The Truth and Reconciliation Commission’s (CVR) mandate starts from 1885 when many African countries were partitioned, the commission is expected to investigate all the crimes which were committed during the civil in Burundi until 2008.
“The Commission invites anyone with a minimum age of 50 years, who wishes to shed light on these events, to come and do so with Commissioners and Executives of the Commission who will be deployed in the two communes of Ntega and Marangara, from March 20 to April 03, 2022,” a statement reads.
The Truth and Reconciliation Commission estimated about 4000 mass graves countrywide which are expected to be investigated.
TRC had gone under criticism by some critics accusing the commission of only investigating massacres when Hutus were largely killed, “we are going in phases that’s why we started with 1972 we will investigated until 2008 so we won’t skip any event,” said the president of the commission Pierre Claver Ndayicariye earlier on.
As part of the healing and reconciliation process between Burundians after the brutal ethnic violence that led to hundreds of thousands losing their lives, the 2000 Arusha agreement that played a great role to put an end to the civil war in the country recommended for the formation of the Truth and Reconciliation Commission.

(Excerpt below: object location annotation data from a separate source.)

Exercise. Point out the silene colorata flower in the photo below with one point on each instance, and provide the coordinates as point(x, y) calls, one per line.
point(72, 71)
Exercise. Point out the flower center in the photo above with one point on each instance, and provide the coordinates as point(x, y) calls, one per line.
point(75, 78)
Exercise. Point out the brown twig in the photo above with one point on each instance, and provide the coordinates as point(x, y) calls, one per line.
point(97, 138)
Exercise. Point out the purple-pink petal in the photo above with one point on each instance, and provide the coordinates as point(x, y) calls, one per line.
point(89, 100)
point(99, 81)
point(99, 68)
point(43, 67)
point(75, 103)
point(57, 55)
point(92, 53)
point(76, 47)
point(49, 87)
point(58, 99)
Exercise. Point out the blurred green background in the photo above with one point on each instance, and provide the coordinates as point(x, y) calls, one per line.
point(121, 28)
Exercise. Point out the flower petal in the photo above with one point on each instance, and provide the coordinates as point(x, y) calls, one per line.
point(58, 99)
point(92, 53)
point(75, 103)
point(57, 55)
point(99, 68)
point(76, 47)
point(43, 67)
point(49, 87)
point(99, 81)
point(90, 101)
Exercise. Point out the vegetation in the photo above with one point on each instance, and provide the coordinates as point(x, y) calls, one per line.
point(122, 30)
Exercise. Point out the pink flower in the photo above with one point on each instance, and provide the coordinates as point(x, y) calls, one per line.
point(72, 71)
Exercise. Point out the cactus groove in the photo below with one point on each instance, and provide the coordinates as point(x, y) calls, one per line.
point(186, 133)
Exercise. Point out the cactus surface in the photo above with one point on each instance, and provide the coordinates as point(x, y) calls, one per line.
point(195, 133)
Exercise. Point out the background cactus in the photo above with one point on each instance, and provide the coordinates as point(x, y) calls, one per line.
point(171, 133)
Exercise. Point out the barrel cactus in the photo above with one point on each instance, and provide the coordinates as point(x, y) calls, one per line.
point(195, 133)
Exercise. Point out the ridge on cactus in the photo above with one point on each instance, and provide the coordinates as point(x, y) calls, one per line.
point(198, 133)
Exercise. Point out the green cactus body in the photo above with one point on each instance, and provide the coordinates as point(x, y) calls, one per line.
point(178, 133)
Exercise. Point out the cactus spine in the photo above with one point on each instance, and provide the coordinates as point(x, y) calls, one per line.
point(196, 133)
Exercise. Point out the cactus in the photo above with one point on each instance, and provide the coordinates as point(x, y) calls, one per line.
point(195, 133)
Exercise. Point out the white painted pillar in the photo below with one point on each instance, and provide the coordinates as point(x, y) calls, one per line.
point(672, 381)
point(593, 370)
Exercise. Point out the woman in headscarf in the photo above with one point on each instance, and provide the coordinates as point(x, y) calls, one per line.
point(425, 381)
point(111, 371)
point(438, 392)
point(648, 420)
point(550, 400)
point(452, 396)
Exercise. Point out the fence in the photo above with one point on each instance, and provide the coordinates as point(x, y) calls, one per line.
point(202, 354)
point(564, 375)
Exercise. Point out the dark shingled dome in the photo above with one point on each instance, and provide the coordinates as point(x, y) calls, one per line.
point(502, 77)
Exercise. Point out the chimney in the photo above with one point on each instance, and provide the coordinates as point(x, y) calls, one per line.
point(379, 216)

The Commission was formed in 2014 for the reconciliation of Burundians to soothe and heal the hearts and restore Burundian society on the path of change and equal progress.
The mandate of the TRC is to conduct investigations and establish truth about the serious violations of human rights and international human rights law from 1885 to the date of signing the cease fire agreement with FNL in 2008.
In December last year the Truth and Reconciliation Commission presented its report to the parliament that was unanimously voted and approved that the 1972 massacre was a genocide against the Hutu.
After three years of investigations and exhuming the remains of the victims that were dumped in mass graves in at least 10 provinces countrywide, the TRC said that hundreds of Burundians were killed by the then government because of their ethnicity.